Ne Pleurez Pas Mademoiselle

Hyacinthe & L.O.A.S

DFHDGB – 2013
par Aurélien, le 10 janvier 2014
9

C'est un raccourci facile, mais il y a beaucoup d'Odd Future dans la belle bande que forment les MC's Hyacinthe et L.O.A.S, flanqués de leur éminence grise Krampf. Question d'âge bien sûr, car à l'instar du collectif de L.A., les trois blancs-becs parisiens ont entre 18 et 25 ans. Mais aussi et surtout question de son et d'image, car ils affichent une identité déjà bien affirmée, qui n'avait d'ailleurs pas manqué de défrayer la chronique à la sortie de l'épatant "3ème Cime". Vu que les bougres avaient déjà toute notre confiance, on n'avait pas trop de craintes sur la qualité de leur premier EP, joliment baptisé Ne Pleurez Pas Mademoiselle. Et force est d'admettre qu'on ne s'y est pas trompé: cette jolie troupe qui admet moins écouter sa mère que Gucci Mane n'a pas hésité à sortir de ses gonds, jusqu'à pulvériser nos attentes.

Première surprise: s'il offre une introduction et une conclusion de haute volée, Krampf est absent ailleurs sur Ne Pleurez Pas Mademoiselle et préfère laisser faire Robotnik, DJ Pie ou Twinztrack, tout en s'arrangeant pour donner l'aération nécessaire aux micros de ses deux comparses. L'autre surprise est plus grande encore: ils vieillissent bien, Hyahya et Loïs. Tellement bien même que chacune de leur entreprise est hautement casse-gueule, qu'ils s'essaient au banger trap à la française ("Euro Euro Euro") ou au rap saupoudré de pop ("Strip Club"). On en a déjà vu plus d'un se planter à ce petit jeu, même avec plus d'expérience, et pourtant la paire s'en sort ici avec les honneurs. Tout du long de cette demi-heure de musique, c'est tour-à-tour clinquant, cadavérique, romantique et parfois même un peu macho. Mais toujours percutant.

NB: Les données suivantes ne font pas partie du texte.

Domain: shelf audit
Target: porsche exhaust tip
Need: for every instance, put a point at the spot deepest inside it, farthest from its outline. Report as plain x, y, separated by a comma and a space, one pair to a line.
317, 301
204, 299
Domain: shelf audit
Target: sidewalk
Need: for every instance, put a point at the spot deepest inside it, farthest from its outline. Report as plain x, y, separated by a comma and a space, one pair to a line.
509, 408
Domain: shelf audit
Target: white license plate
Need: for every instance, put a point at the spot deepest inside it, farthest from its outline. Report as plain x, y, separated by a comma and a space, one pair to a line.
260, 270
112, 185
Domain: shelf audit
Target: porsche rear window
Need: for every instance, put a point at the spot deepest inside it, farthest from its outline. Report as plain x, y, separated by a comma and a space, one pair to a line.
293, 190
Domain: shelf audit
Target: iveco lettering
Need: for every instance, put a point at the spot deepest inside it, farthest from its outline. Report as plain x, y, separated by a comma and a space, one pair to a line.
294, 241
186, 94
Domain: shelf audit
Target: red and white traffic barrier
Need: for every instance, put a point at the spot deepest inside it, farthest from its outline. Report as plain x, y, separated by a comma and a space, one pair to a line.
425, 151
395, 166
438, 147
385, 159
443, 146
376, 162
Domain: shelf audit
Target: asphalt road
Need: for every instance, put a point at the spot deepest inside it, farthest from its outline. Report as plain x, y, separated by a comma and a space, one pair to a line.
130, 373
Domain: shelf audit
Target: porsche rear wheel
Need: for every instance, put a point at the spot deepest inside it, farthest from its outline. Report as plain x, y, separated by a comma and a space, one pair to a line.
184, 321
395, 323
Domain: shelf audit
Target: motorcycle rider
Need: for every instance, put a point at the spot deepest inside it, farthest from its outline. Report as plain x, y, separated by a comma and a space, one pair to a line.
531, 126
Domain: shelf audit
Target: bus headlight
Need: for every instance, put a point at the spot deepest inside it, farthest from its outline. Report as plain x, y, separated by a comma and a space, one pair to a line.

Alors certes, on peut penser que cet affolant bouillon flirte avec la vulgarité gratuite, voire le mauvais goût - à ce sujet, pas sûr qu'on soit les seuls à grimacer sur le second couplet de "Pain au Chocolat & Pussy". Mais le groupe se laisse toujours aller à un salvateur sursaut de poésie désespérée qui n'est pas sans rappeler un certain Fuzati période Vive La Vie. C'est ce paradoxe de la jolie punchline entre quatre couches d'images un peu cradingues qui connaît son apogée sur "Rap Game Nuit Sans Fin" (sample ultra-cramé de Calogero à l'appui) où la paire se fend d'un texte en or noir véritable ("je rentre pas chez oim/ma femme a mis les voiles/demain je dormirai dans la rue/putain d'hôtel mille étoiles").

Il ne faut donc pas se fier aux apparences: Ne Pleurez Pas Mademoiselle, c'est loin d'être du rap d'ado macho. En fait, on se rapproche d'un discours de trentenaire qui refuse de grandir. Ce syndrome de Peter Pan, il accouche en tout cas de neuf titres variés et admirablement construits, remplis d'images d'une beauté froide. Et s'il faut bien reconnaître la maladresse de certaines phases, difficile de rester indifférent au charme de la clique DFHDGB, tant elle plane tel un drone au dessus d'un rap de blanc à la française qui, il faut l'admettre, manque cruellement de standards par les temps qui courent.